When two waves meet at a point, the resulting displacement at that point is the sum of the individual displacements produced by each of the waves. If the displacements go in the same direction, both waves are reinforced; if they go in the opposite direction, they weaken each other. This phenomenon is known as interference. (See Diffraction ).

When two waves of equal amplitude, wavelength, and velocity advance in the opposite direction through a medium, standing waves are formed. For example, if the end of a string is tied to a wall and the other end is shaken up and down, the waves reflect off the wall and reverse. If we assume that the reflection is perfectly efficient, the reflected wave will be half a wavelength behind the initial wave. Interference will occur between both waves and the resulting displacement at any point and time will be the sum of the displacements corresponding to the incident wave and the reflected wave. At points where a peak of the incident wave coincides with a valley of the reflected wave, there is no movement; these points are callednodes .

Halfway between two nodes, the two waves are in phase, that is, the ridges coincide with ridges and the valleys with valleys; at these points, the amplitude of the resulting wave is twice that of the incident wave; therefore, the chord is divided by the nodes into sections of one wavelength. Between the nodes (which do not advance through the string), the string vibrates transversely.

Standing waves also appear on the strings of musical instruments. For example, a violin string vibrates as a whole (with nodes at the ends), by halves (with an additional node in the center), by thirds. All of these vibrations occur simultaneously; the vibration of the string as a whole produces the fundamental tone and the remaining vibrations generate the different harmonics.

In mechanical quantum structure the atom is explained by analogy with system of waves stationary. Much of the advancement in modern physics is based on elaborations of wave theory and wave motion. (See also Earthquake .

Experimental examples

Wave pulse reflection

Wave Types

Quickly shaking a rope generates an undulatory pulse that progresses down the rope to the left ( A ).
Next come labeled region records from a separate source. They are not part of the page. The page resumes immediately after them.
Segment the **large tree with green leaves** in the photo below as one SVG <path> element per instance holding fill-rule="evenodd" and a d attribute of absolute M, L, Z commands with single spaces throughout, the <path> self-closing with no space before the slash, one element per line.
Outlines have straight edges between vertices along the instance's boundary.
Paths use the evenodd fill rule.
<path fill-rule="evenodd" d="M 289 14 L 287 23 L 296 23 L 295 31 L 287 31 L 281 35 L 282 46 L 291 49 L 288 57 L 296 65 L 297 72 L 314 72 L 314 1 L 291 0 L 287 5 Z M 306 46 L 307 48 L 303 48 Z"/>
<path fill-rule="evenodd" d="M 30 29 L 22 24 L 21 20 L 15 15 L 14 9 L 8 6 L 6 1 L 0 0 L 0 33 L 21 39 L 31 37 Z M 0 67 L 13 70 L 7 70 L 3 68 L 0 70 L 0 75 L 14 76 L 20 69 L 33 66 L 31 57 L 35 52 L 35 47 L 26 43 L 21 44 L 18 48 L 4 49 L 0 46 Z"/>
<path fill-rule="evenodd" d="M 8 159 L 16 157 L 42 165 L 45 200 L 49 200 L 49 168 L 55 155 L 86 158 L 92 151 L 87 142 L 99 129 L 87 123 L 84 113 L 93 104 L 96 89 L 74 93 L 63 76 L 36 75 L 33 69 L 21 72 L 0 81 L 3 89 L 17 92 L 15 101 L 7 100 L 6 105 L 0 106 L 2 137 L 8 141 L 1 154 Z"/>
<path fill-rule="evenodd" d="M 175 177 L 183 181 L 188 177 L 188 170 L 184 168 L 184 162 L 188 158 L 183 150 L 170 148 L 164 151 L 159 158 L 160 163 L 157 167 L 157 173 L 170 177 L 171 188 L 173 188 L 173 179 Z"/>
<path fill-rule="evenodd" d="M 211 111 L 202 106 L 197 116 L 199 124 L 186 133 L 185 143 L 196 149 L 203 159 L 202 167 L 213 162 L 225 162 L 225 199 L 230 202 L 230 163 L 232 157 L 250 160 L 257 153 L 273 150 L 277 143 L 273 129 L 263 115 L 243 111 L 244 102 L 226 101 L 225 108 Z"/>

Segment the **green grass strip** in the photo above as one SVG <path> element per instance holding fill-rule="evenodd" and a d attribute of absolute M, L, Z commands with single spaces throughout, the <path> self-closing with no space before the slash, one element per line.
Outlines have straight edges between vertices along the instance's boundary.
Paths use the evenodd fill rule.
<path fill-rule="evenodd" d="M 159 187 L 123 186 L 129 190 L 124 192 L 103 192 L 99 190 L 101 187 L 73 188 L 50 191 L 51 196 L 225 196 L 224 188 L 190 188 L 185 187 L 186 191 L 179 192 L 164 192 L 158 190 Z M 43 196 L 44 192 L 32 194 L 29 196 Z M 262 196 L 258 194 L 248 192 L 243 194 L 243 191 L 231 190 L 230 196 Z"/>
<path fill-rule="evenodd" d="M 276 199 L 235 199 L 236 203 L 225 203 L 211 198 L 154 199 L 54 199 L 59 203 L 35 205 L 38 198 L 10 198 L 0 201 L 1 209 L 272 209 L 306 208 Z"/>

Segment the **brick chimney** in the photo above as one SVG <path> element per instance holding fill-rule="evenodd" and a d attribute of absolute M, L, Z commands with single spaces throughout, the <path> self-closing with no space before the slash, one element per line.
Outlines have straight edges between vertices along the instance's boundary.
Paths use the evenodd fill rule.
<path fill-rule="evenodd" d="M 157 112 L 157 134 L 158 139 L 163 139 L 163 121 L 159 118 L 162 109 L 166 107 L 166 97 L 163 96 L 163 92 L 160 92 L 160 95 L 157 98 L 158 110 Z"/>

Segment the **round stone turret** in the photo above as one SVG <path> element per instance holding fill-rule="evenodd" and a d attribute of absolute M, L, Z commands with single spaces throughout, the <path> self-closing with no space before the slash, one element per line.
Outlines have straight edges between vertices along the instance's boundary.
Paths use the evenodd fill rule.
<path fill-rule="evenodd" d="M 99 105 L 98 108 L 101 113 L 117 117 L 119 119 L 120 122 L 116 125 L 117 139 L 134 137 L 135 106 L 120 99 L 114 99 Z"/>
If the end of the rope can move freely, the pulse returns through the rope on the same side ( C1 ). If the rope is tied to the wall, the pulse returns through the rope on the opposite side ( C2 ). If the end is free, the pulse will be twice the original amplitude at the reflection point ( B1 ); if the end is fixed, the amplitude of the pulse at that point will be zero ( B2 ).

Interference from point sources

This interference pattern was formed by moving two rods rhythmically up and down in a tray of water . Similar effects can be observed by putting two fingers in and out of the water or watching two ducks swimming in a pond close to each other.

Interference from point sources.

Constructive interference

The waves from a point source (the rod, the finger or duck) interfere with those from the other source. If two ridges come together at one point, they overlap to form a very high ridge; if two valleys come together, they overlap to form a very deep valley ( constructive interference ). The bright and dark rings are zones of constructive interference.

Destructive interference

If the crest of one source reaches one point at the same time as the valley of the other, they cancel each other out ( destructive interference ). Radial dark lines are zones of destructive interference.

Wave interference

Wave interference.

When two pulses going down a string meet, their amplitudes add together to form a resulting pulse. If the pulses are identical but advance on opposite sides of the string, the sum of the amplitudes is zero and the string will appear flat for a moment ( A ). This is known as destructive interference. When two identical pulses move on the same side, the sum of amplitudes is twice that of a single pulse ( B ). This is called constructive interference.